OBJECTIVE To investigate whether risks of leukaemia are related to occupational exposure to magnetic fields.

METHODS The mortality experienced by a cohort of 83 997 employees of the former Central Electricity Generating Board of England and Wales was investigated for the period 1973–97. All employees were employed for at least 6 months with some employment in the period 1973–82. Computerised work histories were available for 79 972 study subjects for the period 1971–93. Detailed calculations were performed by others to enable a novel assessment to be made of exposures to magnetic fields. Two analytical approaches were used, indirect standardisation (n=83 997) and Poisson regression (n=79 972).

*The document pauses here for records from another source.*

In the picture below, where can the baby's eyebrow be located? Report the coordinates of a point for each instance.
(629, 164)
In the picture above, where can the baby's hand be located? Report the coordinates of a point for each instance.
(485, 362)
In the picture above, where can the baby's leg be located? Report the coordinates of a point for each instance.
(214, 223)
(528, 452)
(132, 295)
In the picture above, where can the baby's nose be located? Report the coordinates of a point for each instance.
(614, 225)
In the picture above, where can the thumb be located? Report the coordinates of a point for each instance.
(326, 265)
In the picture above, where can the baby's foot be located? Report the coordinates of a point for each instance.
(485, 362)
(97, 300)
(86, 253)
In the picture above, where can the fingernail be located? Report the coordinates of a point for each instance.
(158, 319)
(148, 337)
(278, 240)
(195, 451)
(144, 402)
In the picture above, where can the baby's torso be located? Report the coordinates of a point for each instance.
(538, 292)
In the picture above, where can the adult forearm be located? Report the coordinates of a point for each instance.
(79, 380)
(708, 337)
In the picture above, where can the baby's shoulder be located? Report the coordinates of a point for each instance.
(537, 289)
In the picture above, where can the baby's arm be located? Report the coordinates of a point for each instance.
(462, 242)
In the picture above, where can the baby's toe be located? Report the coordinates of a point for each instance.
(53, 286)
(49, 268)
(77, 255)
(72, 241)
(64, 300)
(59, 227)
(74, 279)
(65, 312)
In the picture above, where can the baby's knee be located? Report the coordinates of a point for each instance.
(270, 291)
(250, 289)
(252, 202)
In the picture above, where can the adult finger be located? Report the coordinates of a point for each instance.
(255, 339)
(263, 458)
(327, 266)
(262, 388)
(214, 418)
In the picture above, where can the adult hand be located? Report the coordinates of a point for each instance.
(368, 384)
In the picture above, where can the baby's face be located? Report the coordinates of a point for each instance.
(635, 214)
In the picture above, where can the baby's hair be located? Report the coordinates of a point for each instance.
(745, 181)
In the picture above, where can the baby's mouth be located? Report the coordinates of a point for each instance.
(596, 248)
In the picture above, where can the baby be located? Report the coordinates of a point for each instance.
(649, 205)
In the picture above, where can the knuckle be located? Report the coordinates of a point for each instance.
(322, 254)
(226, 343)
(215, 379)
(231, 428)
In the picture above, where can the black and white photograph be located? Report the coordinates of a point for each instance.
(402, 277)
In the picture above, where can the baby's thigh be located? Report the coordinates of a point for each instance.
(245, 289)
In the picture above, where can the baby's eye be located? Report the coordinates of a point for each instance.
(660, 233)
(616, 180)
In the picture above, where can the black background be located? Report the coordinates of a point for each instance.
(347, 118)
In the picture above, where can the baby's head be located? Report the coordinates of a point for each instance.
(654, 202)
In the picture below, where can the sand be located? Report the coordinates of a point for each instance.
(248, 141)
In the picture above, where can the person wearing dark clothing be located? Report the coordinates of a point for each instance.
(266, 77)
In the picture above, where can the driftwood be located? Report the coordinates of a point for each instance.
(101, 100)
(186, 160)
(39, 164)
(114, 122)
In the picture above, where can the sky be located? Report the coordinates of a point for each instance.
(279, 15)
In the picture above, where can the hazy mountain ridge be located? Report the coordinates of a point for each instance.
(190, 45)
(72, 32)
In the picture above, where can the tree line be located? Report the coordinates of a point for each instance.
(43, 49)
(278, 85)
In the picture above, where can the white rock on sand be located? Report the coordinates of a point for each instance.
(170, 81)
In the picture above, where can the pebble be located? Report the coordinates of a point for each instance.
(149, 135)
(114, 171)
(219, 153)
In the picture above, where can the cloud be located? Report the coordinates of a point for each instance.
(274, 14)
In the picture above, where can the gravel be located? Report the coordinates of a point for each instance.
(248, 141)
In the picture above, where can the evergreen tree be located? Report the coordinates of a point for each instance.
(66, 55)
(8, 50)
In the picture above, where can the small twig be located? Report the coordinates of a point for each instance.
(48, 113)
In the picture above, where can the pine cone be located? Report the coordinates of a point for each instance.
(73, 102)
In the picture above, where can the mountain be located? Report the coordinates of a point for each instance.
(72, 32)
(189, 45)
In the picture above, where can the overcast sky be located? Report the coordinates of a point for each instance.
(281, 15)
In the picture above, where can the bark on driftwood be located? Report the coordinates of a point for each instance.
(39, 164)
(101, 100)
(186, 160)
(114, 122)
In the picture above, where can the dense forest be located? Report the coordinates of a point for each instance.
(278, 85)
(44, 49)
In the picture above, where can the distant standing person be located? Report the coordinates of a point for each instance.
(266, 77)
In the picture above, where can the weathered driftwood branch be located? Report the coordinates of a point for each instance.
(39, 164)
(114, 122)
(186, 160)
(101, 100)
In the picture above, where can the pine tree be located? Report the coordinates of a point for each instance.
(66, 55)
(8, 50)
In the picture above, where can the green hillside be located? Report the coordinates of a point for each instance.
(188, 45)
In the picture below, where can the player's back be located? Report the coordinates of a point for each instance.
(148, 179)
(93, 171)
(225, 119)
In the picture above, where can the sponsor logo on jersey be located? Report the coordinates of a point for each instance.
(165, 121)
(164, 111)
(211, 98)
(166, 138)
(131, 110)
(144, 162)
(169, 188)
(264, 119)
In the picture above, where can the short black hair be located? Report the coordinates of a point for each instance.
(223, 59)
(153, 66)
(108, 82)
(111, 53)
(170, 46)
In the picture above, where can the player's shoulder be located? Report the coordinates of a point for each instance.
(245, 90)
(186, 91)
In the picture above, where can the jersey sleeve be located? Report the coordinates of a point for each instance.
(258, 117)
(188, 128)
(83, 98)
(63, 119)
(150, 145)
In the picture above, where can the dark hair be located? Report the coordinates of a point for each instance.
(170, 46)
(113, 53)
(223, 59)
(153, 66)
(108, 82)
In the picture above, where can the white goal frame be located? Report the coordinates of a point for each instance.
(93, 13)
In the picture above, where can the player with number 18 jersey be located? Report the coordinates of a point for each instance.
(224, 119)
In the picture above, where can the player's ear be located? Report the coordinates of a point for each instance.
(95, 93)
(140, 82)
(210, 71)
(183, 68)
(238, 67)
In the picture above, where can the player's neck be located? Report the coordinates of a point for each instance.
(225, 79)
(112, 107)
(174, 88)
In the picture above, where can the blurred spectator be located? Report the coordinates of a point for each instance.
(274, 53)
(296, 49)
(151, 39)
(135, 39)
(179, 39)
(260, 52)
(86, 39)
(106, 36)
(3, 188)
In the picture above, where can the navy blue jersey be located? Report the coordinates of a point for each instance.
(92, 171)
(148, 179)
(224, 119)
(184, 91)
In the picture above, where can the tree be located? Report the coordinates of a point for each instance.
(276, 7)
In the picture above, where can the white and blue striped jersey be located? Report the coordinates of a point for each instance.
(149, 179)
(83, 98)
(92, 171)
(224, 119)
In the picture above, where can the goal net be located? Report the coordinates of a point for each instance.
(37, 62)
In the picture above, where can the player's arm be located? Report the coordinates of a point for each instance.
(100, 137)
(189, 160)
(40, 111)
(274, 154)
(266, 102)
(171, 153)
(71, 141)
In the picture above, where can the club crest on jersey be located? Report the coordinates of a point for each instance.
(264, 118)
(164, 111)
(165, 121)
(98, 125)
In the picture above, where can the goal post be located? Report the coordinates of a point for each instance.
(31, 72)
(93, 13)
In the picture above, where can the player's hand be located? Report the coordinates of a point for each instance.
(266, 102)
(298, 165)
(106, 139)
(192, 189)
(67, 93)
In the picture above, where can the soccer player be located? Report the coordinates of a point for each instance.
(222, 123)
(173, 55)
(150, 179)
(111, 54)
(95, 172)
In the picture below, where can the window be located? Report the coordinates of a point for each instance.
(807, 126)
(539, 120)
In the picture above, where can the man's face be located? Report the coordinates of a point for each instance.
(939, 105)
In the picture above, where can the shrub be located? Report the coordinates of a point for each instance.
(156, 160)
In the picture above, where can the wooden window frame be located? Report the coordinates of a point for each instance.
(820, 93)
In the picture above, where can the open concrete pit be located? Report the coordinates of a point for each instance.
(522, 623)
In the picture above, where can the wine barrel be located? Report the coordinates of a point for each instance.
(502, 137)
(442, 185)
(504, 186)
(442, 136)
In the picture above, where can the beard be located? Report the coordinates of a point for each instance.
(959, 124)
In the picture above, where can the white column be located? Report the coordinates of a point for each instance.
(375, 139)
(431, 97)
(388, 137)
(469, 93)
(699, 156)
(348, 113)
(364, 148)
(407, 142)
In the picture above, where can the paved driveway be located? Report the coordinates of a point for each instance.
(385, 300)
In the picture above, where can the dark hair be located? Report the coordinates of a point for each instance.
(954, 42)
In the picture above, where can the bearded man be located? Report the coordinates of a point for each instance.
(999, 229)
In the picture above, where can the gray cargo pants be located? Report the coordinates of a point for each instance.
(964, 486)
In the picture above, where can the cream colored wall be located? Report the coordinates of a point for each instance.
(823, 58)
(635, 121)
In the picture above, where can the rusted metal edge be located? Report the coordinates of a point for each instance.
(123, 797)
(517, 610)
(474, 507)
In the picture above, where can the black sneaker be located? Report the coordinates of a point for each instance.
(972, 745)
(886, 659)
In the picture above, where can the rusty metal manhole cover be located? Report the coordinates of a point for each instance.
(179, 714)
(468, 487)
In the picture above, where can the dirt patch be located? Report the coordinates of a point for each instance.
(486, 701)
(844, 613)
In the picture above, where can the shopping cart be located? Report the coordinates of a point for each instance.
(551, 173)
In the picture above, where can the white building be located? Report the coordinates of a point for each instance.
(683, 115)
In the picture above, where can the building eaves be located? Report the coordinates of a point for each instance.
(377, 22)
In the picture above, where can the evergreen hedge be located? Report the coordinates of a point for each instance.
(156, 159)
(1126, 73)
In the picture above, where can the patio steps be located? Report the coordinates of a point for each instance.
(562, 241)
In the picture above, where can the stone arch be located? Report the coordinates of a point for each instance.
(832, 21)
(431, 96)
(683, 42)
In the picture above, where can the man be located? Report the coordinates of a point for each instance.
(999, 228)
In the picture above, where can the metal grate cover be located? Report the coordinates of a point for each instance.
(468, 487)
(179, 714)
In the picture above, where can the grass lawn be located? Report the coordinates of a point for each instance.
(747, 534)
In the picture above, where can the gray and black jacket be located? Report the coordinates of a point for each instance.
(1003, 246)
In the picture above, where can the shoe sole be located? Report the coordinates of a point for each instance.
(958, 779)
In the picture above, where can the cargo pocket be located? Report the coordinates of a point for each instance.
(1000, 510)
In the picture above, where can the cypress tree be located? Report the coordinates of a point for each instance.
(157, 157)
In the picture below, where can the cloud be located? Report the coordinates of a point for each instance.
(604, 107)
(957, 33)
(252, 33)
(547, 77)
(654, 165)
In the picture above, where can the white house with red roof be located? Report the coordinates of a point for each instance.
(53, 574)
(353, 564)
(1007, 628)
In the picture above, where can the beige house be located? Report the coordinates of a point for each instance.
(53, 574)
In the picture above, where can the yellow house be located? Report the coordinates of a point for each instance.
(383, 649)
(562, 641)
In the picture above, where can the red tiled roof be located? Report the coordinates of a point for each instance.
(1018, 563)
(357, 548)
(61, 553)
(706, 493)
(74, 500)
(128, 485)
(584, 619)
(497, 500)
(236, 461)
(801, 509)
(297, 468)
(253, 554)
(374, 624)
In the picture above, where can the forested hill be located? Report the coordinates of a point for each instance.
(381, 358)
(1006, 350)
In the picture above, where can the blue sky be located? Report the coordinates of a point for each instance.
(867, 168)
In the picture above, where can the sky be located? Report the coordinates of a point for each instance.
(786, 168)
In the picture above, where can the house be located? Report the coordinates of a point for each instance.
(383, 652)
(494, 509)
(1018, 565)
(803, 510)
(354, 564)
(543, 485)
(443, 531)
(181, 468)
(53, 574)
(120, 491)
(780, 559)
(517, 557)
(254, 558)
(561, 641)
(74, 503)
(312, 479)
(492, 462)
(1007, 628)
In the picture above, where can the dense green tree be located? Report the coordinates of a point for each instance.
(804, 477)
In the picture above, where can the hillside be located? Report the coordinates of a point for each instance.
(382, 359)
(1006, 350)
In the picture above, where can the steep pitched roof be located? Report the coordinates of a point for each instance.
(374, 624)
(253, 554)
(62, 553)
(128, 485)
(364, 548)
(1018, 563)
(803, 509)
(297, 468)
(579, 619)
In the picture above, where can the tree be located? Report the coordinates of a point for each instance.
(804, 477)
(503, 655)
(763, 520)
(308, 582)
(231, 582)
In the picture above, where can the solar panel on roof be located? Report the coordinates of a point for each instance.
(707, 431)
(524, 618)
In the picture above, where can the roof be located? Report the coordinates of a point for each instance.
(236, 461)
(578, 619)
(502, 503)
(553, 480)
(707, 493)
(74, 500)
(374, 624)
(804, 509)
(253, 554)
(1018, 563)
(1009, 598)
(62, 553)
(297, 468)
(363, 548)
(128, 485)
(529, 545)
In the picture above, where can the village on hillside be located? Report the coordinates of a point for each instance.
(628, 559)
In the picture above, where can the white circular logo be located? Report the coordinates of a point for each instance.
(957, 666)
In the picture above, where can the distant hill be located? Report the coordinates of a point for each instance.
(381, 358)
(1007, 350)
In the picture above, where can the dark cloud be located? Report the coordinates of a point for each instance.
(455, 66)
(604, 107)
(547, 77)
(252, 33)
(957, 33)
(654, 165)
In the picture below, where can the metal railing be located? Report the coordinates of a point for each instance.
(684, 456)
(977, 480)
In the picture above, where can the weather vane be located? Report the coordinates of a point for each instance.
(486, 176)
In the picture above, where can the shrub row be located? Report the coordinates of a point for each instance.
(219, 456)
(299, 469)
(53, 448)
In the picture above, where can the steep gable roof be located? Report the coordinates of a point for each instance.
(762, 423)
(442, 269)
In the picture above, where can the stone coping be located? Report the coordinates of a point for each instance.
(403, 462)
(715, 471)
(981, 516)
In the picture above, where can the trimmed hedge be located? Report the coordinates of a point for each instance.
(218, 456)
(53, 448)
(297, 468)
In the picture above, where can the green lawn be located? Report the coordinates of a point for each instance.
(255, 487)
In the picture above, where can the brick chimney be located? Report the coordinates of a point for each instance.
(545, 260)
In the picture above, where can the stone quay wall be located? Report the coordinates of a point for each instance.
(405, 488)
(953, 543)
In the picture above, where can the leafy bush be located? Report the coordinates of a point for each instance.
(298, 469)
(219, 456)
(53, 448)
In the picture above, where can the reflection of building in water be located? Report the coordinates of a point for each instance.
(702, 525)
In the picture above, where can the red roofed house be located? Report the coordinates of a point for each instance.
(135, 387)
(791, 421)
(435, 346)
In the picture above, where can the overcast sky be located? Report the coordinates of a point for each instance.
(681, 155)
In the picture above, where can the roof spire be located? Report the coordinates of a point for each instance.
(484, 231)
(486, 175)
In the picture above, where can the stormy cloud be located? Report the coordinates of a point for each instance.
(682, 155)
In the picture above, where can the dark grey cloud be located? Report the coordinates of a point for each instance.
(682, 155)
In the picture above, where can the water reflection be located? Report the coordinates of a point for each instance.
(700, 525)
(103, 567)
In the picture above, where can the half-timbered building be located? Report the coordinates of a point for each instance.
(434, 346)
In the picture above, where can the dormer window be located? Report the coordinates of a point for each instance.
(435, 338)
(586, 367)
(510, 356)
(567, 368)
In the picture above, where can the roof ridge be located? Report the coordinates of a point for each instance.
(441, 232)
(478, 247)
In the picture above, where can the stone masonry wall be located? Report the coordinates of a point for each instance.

RESULTS Based on serial mortalities for England and Wales, the standardised mortality ratio of 84 for all leukaemias (observed 111, expected 132.3) was similar to that of 83 for all causes (observed 14 845, expected 17 918). No significant positive trends were found for the risks of various types of leukaemia (chronic lymphatic leukaemia, acute myeloid leukaemia, chronic myeloid leukaemia, all leukaemia) either with lifetime cumulative exposure to magnetic fields or with such exposures received in the most recent 5 years.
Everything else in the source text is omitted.